Our Adoption Story (Part 3)

“You can’t go to work like this. You can’t start out the day this angry.”

“Why not? We have every right to be angry. I don’t know how else to be.”

“It’s not over yet,” Sarah pleaded. “Maybe God will still come through for us.”

I glared at her. “We’re screwed! God hates us,” I declared.

Sarah was right: that is not a good way to start your day (or your spouse’s day). But I had a point. Six months after the collapse of our adoption attempt (and our 4th miscarriage), we had restarted the process. While waiting on Ethiopia, we were unexpectedly able to adopt a baby boy from Texas. But two months after bringing him home, an answer to our prayers now appeared to be a cruel curse.

Judah’s birthfather had been threatening to stop the adoption as soon as our little boy, then named Jakori, was born. At first, I took it for empty boasting. But he didn’t stop. By Christmas, we were afraid. At the end of the year, we spoke with our agency’s attorney. The birthfather was taking us to court. The attorney made it clear that we would lose – and lose Judah. We were billed $300 for the conversation.

We were defenseless. Neither we, nor his birthmother who courageously carried him for nine months before placing him with us, would ever see him again. And with that, we would be finished – emotional and financially.

Where was God? We previously thought He had forgotten us. Now, He had remembered – and sent us on a suicide mission.

We had always been taught that to connect with God, you should read your Bible and pray. I found the Psalms to be relatable in their raw honesty, but otherwise reading the Bible seemed like an exercise in cognitive dissonance. And when I did pray, all that came out was profanity and outrage. At a class on prayer, Matt Woodley asked, “Why don’t we pray?” and I replied, “I feel like I’m standing in front of a 10-story building completely engulfed in flames – and in my hand is a squirt gun.”

But in the weeks that followed, Church of the Resurrection embraced us in ways we had never experienced before. I met with Father Gregory (now serving in Cambodia), and instead of offering trite answers he listened, prayed, and told me told me only what he heard from the Lord. Friends came from all over Chicago to a prayer night for us at the old Ministry Center. Margie Fawcett led a liturgy based upon 2 Chronicles 20, and then – when we couldn’t find the words to pray – Brett Crull led almost two dozen people in praying for us.

Externally, nothing changed. Legal bills rolled in each week. Judah’s blood was drawn for a paternity test, and he screamed as if he knew that it was not only a needle prick, but a key step in tearing our family apart.
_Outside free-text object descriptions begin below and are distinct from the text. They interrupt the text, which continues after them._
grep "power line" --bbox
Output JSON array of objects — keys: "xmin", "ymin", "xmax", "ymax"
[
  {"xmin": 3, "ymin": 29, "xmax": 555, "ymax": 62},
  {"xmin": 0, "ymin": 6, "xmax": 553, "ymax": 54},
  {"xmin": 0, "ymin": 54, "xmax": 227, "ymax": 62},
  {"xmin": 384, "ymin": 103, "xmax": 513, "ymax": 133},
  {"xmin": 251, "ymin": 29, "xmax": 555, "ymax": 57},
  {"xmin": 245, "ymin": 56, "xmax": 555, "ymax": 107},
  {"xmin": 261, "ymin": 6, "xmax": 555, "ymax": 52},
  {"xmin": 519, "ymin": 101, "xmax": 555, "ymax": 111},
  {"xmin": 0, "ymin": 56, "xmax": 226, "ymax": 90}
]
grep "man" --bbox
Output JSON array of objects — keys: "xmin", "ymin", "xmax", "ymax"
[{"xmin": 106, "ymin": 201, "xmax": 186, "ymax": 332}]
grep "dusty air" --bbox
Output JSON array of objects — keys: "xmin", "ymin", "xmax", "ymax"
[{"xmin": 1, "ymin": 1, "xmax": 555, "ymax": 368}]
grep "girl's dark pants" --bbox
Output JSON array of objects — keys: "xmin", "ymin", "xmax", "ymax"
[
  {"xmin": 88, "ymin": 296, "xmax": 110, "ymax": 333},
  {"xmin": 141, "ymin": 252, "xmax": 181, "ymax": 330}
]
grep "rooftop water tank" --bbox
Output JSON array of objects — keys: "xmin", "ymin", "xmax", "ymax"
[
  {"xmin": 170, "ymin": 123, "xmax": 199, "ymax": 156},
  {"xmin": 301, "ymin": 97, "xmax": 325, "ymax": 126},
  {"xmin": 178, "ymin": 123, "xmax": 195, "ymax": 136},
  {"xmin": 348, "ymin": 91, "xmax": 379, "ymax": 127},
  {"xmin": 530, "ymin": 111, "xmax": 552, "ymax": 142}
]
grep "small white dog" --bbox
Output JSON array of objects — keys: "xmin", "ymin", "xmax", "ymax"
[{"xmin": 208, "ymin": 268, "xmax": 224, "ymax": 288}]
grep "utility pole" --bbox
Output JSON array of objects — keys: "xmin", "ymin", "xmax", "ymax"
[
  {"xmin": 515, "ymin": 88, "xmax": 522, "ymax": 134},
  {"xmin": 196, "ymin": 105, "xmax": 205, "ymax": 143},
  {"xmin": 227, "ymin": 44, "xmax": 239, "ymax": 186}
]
When I held him, I wondered if he would ever know who I was, or who Sarah was.

By Ash Wednesday, we imminently awaited the order to return Judah to Texas. As we sang, “Lord, Have Mercy,” I couldn’t get the words out without weeping. Scenes from the past two years replayed in my mind, a montage of loss, pain and futility. Now we awaited the end. Father Kevin’s sermon, “The Spiritual Disciplines You Didn’t Choose,” was either written specifically for us or was a product of the Holy Spirit. Listening to his prophetic words, I suddenly recalled the Civil War movie Glory.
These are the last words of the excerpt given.